Goldin discute como cinco maiores empresas de tecnologia americanas – Facebook, Amazon, Apple, Netflix e Google – dominam os mercados de ações. Ele cita o fato de que os US $ 28 trilhões atribuídos a essas empresas são cinco vezes maiores do que todos os ativos físicos pertencentes a todas as outras 500 empresas do índice de ações da Standard and Poor’s.
Jeff Bezos, o fundador da Amazon, viu sua riqueza quase dobrar. Isso o torna a primeira pessoa na história a valer mais de US $ 200 bilhões. Enquanto isso, a riqueza de Elon Musk, o fundador da Tesla, aumentou em mais de US $ 160 bilhões durante a pandemia, para US $ 184 bilhões.
O que precisa ser feito
Goldin baseia-se no vencedor do Prêmio Nobel Amartya Sen, que vê a desigualdade como uma função da distribuição de capacidades. Nessa perspectiva, a desigualdade diz respeito, acima de tudo, à desigualdade de oportunidades disponíveis para as pessoas levarem uma vida plena. No centro disso estão a educação, o gênero e os direitos humanos.
Sen está longe do neoliberalismo ortodoxo. Ele adota o bem-estar humano, ao invés do mero crescimento, como meta de desenvolvimento.

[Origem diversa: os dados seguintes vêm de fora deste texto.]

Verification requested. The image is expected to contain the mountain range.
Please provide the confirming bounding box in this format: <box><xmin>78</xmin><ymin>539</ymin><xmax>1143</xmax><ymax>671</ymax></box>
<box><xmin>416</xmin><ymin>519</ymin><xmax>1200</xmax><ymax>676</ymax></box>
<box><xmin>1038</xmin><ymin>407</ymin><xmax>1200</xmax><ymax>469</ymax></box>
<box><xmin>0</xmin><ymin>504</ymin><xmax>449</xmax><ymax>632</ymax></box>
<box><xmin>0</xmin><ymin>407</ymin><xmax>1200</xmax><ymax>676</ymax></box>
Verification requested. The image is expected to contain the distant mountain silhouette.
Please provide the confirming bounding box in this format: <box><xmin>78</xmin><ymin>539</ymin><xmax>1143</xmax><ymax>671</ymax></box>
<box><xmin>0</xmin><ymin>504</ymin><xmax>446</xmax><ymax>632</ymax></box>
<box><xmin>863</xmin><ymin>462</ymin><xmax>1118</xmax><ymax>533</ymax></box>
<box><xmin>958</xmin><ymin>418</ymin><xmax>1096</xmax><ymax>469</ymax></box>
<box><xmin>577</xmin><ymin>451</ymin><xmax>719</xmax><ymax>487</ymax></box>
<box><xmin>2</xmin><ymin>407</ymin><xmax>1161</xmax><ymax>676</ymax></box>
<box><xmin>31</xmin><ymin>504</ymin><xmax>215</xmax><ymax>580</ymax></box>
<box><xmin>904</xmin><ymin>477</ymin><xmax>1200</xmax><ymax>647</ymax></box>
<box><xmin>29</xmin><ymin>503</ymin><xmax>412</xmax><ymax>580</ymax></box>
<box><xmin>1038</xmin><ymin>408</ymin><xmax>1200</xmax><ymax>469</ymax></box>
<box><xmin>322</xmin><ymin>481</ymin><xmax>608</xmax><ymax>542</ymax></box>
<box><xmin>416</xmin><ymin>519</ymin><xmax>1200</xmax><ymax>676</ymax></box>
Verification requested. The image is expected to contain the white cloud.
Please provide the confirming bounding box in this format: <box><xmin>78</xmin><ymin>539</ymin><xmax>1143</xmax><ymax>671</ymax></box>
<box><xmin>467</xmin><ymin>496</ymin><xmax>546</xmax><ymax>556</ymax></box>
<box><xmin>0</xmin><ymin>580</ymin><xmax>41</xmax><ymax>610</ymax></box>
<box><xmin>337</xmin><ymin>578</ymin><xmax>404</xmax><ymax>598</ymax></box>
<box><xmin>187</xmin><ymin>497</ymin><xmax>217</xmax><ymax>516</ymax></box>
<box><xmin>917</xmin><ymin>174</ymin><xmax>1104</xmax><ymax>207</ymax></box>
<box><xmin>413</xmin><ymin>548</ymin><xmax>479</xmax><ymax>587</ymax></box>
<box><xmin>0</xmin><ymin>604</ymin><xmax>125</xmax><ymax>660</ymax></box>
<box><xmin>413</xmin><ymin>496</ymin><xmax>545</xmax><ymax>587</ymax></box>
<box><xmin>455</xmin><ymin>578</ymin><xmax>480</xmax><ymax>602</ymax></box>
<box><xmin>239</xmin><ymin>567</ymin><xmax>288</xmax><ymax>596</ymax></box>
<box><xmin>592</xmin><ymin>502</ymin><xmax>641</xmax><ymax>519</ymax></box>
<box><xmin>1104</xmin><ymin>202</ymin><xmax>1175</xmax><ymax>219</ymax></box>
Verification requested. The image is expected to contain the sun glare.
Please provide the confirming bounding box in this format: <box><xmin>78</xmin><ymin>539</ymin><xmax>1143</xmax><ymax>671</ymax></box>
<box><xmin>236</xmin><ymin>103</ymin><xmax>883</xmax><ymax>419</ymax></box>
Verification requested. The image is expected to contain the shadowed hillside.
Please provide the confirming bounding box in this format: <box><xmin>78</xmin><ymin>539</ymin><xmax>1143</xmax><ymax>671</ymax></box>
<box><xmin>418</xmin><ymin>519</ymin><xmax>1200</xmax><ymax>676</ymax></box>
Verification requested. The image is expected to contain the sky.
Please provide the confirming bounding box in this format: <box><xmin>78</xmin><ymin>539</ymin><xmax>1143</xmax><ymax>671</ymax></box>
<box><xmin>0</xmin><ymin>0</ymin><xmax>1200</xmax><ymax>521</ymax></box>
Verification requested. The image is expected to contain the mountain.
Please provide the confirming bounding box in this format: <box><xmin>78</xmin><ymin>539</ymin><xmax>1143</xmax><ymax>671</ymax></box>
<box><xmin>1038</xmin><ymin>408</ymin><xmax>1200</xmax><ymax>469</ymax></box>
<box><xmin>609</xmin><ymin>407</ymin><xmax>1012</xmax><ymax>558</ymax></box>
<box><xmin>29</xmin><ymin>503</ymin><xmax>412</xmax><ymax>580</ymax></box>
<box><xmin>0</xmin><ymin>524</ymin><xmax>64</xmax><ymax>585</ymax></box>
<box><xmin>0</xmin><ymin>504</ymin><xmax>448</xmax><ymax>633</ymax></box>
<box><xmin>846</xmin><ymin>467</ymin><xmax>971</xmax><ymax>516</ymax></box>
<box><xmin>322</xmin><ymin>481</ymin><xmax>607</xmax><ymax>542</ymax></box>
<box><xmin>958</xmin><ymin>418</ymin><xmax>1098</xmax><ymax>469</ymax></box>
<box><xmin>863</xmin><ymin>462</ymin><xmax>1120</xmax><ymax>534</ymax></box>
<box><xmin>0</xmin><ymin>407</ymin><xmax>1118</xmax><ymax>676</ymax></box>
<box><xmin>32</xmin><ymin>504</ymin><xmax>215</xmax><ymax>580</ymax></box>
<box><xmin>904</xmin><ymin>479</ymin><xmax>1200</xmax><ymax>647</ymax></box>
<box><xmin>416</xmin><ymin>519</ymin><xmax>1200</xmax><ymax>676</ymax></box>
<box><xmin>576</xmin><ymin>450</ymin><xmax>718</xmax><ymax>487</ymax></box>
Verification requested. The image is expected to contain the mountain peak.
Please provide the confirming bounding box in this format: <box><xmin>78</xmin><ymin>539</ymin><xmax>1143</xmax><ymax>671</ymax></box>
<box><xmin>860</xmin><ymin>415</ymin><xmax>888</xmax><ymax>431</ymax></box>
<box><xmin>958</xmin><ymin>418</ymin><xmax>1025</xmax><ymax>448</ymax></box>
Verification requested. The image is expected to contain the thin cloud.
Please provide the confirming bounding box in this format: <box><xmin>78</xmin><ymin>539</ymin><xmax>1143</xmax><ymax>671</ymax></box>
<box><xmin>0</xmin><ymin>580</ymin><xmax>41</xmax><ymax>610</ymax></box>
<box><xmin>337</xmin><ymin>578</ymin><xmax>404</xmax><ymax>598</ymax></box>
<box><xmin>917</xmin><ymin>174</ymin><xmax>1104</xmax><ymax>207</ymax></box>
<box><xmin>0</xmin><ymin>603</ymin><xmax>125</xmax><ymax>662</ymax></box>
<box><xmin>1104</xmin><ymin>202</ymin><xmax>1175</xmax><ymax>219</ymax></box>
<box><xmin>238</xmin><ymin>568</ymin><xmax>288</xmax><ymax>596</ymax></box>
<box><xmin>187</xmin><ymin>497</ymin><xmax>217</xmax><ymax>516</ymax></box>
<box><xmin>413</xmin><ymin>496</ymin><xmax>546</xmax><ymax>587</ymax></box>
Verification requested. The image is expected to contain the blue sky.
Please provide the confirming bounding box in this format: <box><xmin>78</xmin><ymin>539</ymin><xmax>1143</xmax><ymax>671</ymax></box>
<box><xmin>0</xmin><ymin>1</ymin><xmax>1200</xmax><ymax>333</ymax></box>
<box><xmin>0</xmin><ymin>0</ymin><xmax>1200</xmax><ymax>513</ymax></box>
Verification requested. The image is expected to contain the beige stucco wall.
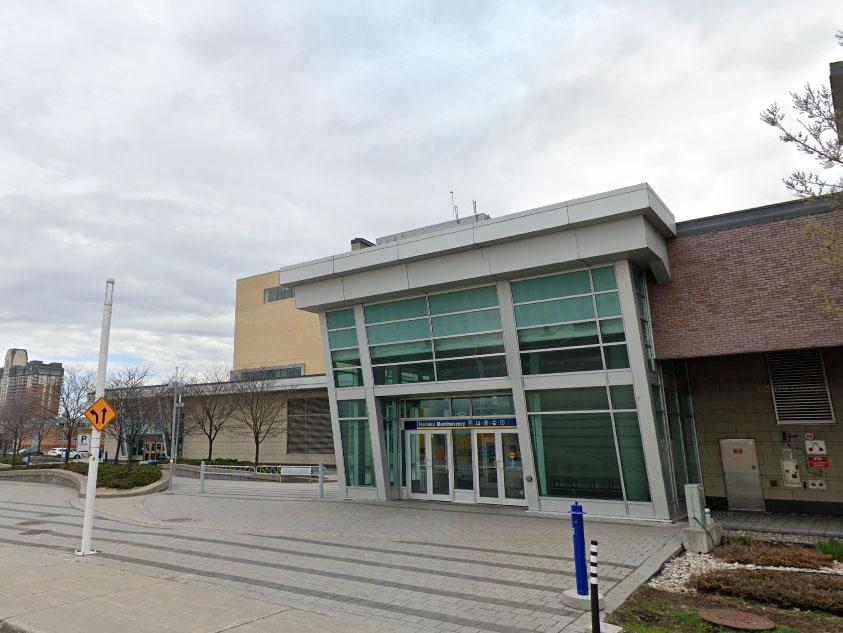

Mas sua abordagem do desenvolvimento é baseada no neoliberalismo pragmático. Sua mensagem é clara: as pessoas nos países em desenvolvimento devem adotar mercados livres, delimitar estritamente o papel do Estado, promover instituições democráticas liberais, garantir a provisão de educação básica e cuidados de saúde e acolher a discussão aberta de questões.
Discordo de Goldin quando se trata de recorrer ao Sen. Isso porque sou cético quanto à fé de Sen no mercado livre, na liberdade de expressão e no progresso social racional. Ele abstrai a liberdade das relações de poder e se concentra em atores individuais.
Mas a desigualdade é principalmente uma relação de poder. Sen faz uma falsa promessa aos pobres e excluídos. Ele não questiona a concentração do poder econômico, centrado nos mercados globais e nacionais. Em vez disso, ele os considera como certos.
Um “repensar do capitalismo” requer que nosso foco principal seja a distribuição do poder econômico (em vez da distribuição desigual das capacidades) como o potencial fator causal que impulsiona a desigualdade .
Essa perspectiva requer que a distribuição do poder econômico seja abordada de frente e requer uma abordagem mais ousada e integrada.
Um dos pontos fortes deste livro é sua perspectiva histórica. No auge da Segunda Guerra Mundial, o conflito mais mortal da história da humanidade, com cerca de 70 a 80 milhões de mortes, funcionários do Reino Unido foram instruídos a colaborar com economistas como John Maynard Keynes e o economista e político liberal britânico William Beveridge para planejar uma vida melhor para todos.
O Relatório Beveridge , publicado no Reino Unido em novembro de 1942 no auge da guerra, forneceu as bases para o estado de bem-estar social. Ele se propôs a superar os ‘cinco gigantes’ da ‘carência, doença, ignorância, miséria e ociosidade’.
É questionável se esse cenário otimista e inspirador da Europa do pós-guerra é viável em muitos países, incluindo a África do Sul.
Mas, ao identificar algumas das maneiras pelas quais podemos precipitar mudanças para reduzir a desigualdade, este livro é uma contribuição valiosa para o debate sobre o futuro de qualquer país.